|Artist's conception of Mars with ocean|
Today, Mars is either very dry, quite dry or totally dry, depending on who you ask. But while the red planet's contemporary wetness remains to be determined, scientists pretty much agree that it once had quite a bit of water on it. These lakes and rivers — massive oceans, even, according to some researchers — were lost when the planet’s atmosphere, protected by a scant magnetic field nowhere near as powerful as the one surrounding Earth, was bombarded with blistering solar wind. . .And there was additional losses caused by meteor and asteroid strikes which literally knock the air off the planet. Not to mention that the gases get tied up in rocks on the surface, too. Why not earth? Earth is bigger, and our active plate tectonics keeps a stronger magnetic field which protects the atmosphere from the solar wind. Maybe.
The study, published Thursday in the journal Scientific Reports, points to geologic evidence of two tsunamis — each about 3.4 billion years ago, give or take a few million, just as life was first beginning to emerge on Earth.Just coincidentally, I am currently reading Larry Niven's "Rainbow Mars", a swashbuckling account of a future earth time traveler who goes back in time to Mars to retrieve ancient Martians for the UN hereditary ruler, and finds the place crawling with Burroughs's and others ancient martians, and being sucked dry by a interstellar "hang tree," a living being(?) that lives in geosynchronous orbit, but anchors to the surface. Good yarn, so far. I recommend it.
They believe they've found the shorelines left behind by these massive events, which may have been triggered by asteroid impacts. Waves may have reached from 100 to 400 feet high, according to lead author Alexis Rodriguez of the Planetary Science Institute. The first event would have covered over 300,000 square miles of the planet, and the second — which likely occurred a few million years later — reached nearly 400,000 square miles.

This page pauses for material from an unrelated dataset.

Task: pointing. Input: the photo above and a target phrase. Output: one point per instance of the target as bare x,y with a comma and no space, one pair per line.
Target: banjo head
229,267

“So, each had roughly the combined areas of California, Nevada and Oregon," Rodriguez said.
The two tsunamis also tell a tale of a changing climate: In between the two events, the shoreline seemingly shrank back, perhaps because the ocean began to partially freeze. The lobates left behind by the second tsunami actually seem to be waves that froze in place.The tsunamis, of course, would be generated by asteroid strikes, one of which they believe they've spotted, a crater 19 miles wide.
“These lobes froze on the land as they reached their maximum extent and the ice never went back to the ocean — which implies the ocean was at least partially frozen at that time,” co-author Alberto Fairén, Cornell visiting scientist in astronomy and principal investigator at the Center of Astrobiology in Madrid, said in a statement. “Our paper provides very solid evidence for the existence of very cold oceans on early Mars. It is difficult to imagine Californian beaches on ancient Mars, but try to picture the Great Lakes on a particularly cold and long winter, and that could be a more accurate image of water forming seas and oceans on ancient Mars.”